Board members are expected to name a replacement for Engler during the meeting Thursday, sources told the Free Press.
It's a meeting that has been brewing almost since the day Engler took over as interim president at his alma mater, stepping in for Lou Anna Simon. Simon resigned under heavy criticism and is now facing criminal charges — all tied to her response to the Larry Nassar scandal.
Like Simon, much of Engler's tenure has been taken up with fallout from the Nassar scandal and heavy criticism from survivors of Nassar's sexual abuse. Engler survived a motion to fire him this summer, but the criticism hasn't abated.
Once the meeting was announced, board member Brian Mosallam, the leading critic of Engler, told the Free Press the time had come for Engler to leave.
"John Engler's reign of terror is over," said Mosallam, who has been pushing for Engler's departure for nearly a year. "Michigan State University will be returned to its people."
The latest round of criticism came after Engler told the Detroit News editorial board that Nassar survivors were "enjoying the spotlight" while the university is "trying to go back to work."

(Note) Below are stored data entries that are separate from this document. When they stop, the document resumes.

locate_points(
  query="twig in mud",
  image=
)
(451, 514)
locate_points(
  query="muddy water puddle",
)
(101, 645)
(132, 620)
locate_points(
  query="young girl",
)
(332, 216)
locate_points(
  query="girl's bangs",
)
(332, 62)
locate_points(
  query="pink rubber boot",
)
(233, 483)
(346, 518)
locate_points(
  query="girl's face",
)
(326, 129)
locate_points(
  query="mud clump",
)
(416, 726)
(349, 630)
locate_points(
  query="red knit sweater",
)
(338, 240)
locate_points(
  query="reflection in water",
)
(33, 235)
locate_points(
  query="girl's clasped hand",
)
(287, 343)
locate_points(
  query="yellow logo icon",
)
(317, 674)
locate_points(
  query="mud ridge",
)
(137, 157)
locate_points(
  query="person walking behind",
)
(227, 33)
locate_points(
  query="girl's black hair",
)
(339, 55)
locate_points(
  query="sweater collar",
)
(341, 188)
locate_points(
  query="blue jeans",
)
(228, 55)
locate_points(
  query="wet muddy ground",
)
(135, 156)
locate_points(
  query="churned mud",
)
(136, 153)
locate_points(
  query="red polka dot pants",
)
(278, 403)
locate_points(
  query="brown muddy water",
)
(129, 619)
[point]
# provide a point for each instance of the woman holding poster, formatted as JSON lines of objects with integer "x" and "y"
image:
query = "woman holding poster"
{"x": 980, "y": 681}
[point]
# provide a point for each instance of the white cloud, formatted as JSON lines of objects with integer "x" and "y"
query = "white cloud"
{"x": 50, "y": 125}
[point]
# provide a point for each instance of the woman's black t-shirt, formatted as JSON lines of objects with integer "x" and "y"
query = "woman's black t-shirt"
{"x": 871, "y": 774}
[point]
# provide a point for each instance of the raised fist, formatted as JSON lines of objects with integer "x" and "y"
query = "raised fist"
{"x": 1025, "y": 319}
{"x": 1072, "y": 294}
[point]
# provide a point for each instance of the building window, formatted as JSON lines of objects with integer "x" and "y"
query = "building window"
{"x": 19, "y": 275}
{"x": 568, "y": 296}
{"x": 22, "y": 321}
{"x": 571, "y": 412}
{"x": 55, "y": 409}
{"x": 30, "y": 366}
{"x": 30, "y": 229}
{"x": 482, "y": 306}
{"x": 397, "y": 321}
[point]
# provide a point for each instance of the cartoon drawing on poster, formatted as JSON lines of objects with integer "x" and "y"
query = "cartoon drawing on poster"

That launched a fresh set of criticism on social media and elsewhere from those who believe Engler should be gone.
Twenty-three of MSU's top academic administrators — mostly deans of various colleges and schools — signed a letter sent Wednesday to the board demanding that Engler be replaced.
"The pattern of comments by interim President Engler, including his most recent statement suggesting that some of the survivors of sexual abuse are 'enjoying' the spotlight, further harms the very people it is our responsibility to support," the letter said. "We do not support his continued leadership."
The advocacy group ReclaimMSU cheered the news that Engler was likely on his way out. It has been calling for his removal for months.
"He was a known entity," said Betsy Riley, a graduate student with the group. "He was a conscious choice by the the board to play defense."
The group would like the board to engage various groups around campus in the search for an interim president.
"They say, 'trust us," Riley said. "We can't trust them. This is the group that brought us Engler."